Upaya Menjaga Kesakralan Tari Ritual Sebagai Implementasi Tri Hita Karana

 Gambar Tari Sakral Rejang Dewa
Tari Rejang Dewa, salah satu tari sakral Bali

          Bali merupakan pulau yang sangat kaya akan budaya tradisional. Budaya Bali  yang diinspirasi oleh agama Hindu benar benar unik dan tidak bisa dijumpai dimanapun di dunia ini. Karena itu, Bali dijuluki sebagai Pulau Dewata. Ada banyak hal yang kita bisa temukan di Bali, tetapi sulit ditemukan di tempat lain, salah satu contohnya adalah tarian ritual. Tarian ritual merupakan tarian yang dipentaskan ketika ada upacara-upacara tertentu yang juga memiliki maksud dan tujuan tertentu dan bersifat spiritual. Di bali, tarian ritual ini jumlahnya mencapai ratusan dan uniknya beberapa daerah memiliki tarian ritualnya masing-masing. Tri Hita Karana ada sebagai alasan terciptanya tarian ritual. Pementasan tarian ritual ini merupakan cerminan yang meyakinkan akan citra pulau Bali sebagai Pulau Dewata itu.
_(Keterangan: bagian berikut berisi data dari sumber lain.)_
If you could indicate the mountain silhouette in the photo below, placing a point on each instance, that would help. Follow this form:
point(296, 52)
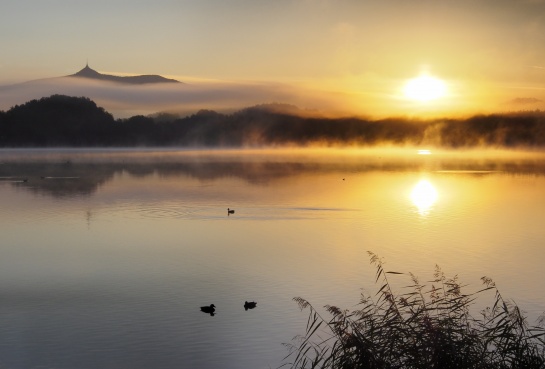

Seiring dengan perkembangan zaman yang disebut sebagai era globalisasi ini, eksistentsi Bali pada dunia meningkat secara signifikan dari tahun ke tahun hingga sekarang, ini berdampak pada sektor pariwisata bali yang terus meningkat. Namun, dilihat dari sudut pandang ajaran filsafat Tri Hita Karana, hali ini didominasi dengan dampak negatifnya.  makna dari “Pulau Dewata” yang dimiliki Bali terancam bahaya, dan bahwa julukan “Pulau Dewata” tidak akan lagi memiliki makna yang sebenarnya, dan hanya akan menjadi julukan semata.

Saya yakin bahwa kita masih belum terlambat untuk membenahi diri, untuk sadar akan bahaya yang selalu mengancam identitas Pulau Bali sebagai Pulau Dewata. Satu satunya cara yang bisa kita tempuh untuk menghindari ancaman ialah kesadaran yang lebih akan pentingnya Tri Hita Karana.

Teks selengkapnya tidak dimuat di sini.